Jarak




Kamu pernah bilang sebelumnya bahwa suatu saat kita pasti berpisah. Aku bilang mana mungkin, lalu aku memeluk pundakmu. “Kita akan tetap bersama,” bisikku.

Aku membenci perpisahan. Lebih benci lagi ditinggalkan.

“Tapi ada saatnya kita akan jauh,” katamu lagi.

Aku memelukmu lebih erat, berharap kamu dapat merasakan hangat yang kukirimkan melalui pori-pori kulitku.

Mungkin firasatmu saat itu benar. Entah apa yang membuatku setengah percaya pada perkataanmu waktu itu. Akhirnya perpisahan itu terjadi juga. Akhirnya kamu terbang juga. Dengan bulat hati kamu memutuskan untuk meneruskan studi. Kamu tergila-gila untuk belajar. Satu hal yang tak pernah bisa kusaingi. Aku tahu kamu mencintaiku,  tapi kamu lebih cinta pada ilmu.



“Aku berangkat besok, Jo.” katamu di telepon.

“Hati-hati, jaga diri baik-baik,” sahutku. “Jangan sampai telat makan,”

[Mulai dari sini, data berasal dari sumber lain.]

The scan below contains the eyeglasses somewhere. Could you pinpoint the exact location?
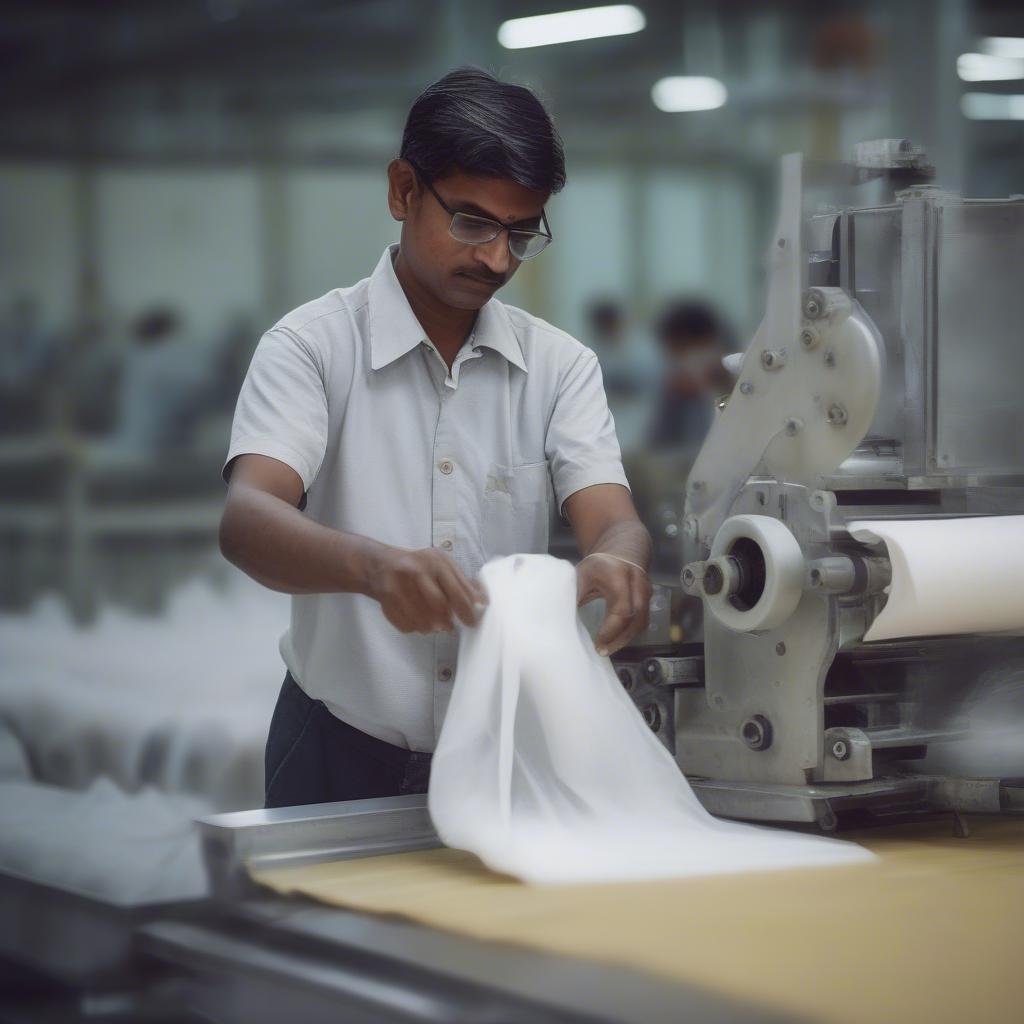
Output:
[408,161,553,261]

Aku tahu kamu punya masalah lambung. Aku tahu kamu sering lupa makan setiap kali sibuk dengankegiatan-kegiatanmu.

“Kamu juga,”

Lalu diam. Hampir semenit sambungan telepon itu diam tak mengantarkan gelombang. Aku tahu kamu ragu. Aku mengerti jika kamu merasa bersalah sebagai orang yang pergi. Lebih mudah meninggalkan daripada ditinggalkan.

“Gimana keadaan disana?” tanyamu.

“Panas, kadang hujan. Cuaca sedang tidak menentu,” jawabku.

“Jangan sampai sakit! Jangan lupa minum vitamin dan pakai autan sebelum tidur,” saranmu.

“Besok terbang jam berapa?” aku mengalihkan pembicaraan, menghindari ceramahmu yang tak pernah surut setiap kali menyuruhku menjaga kesehatan.

“Jam delapan pagi dari Surabaya,” sahutmu. Lalu kamu berjanji, “Aku akan telepon kalau sudah sampai di Melbourne.”

“Maaf, aku nggak bisa mengantar,”

“Hmm, aku ngerti kok,”

Terima kasih untuk pengertiannya. Aku minta maaf sekali lagi, karena akhirnya aku memutuskan untuk meninggalkanmu lebih dulu. Secara kebetulan, lamaranku untuk jadi jurnalis National Geographic diterima sehari setelah kamu bilang akan pergi. Mungkin itu sudah diatur oleh semesta. Dan kini aku sudah berada di hutan Borneo, meneliti sisa-sisa alam liar yang entah sampai kapan bisa bertahan.

Aku sempat ragu meninggalkanmu, tapi di sisi lain cepat atau lambat perpisahan itu akan terjadi juga. Entah aku atau kamu duluan yang harus pergi. Maka kuputuskan untuk pergi lebih dulu, karena sumpah demi apapun aku tidak mau jadi pihak yang ditinggalkan.

Besok kamu berangkat ke negeri orang. Kalau sekarang kita hanya berjarak ribuan kilometer, besok kita akan berjarak 3 zona waktu. Waktu di tempatku dan tempatmu tak akan sama lagi.

It’s okay. Selama kita masih punya keyakinan untuk tetap bersama,” katamu bijak.

Tapi jarak ini terlampau jauh untuk diukur. Bagaimana kita bersama, jika di antara kita terbentang samudra. Apakah kita seiring, jika zona waktu kita sudah tak lagi sama. Masih bisakah kita sama-sama bertahan pada hubungan yang makin lama makin semu? Bisakah kita saling menunggu selama 2 tahun?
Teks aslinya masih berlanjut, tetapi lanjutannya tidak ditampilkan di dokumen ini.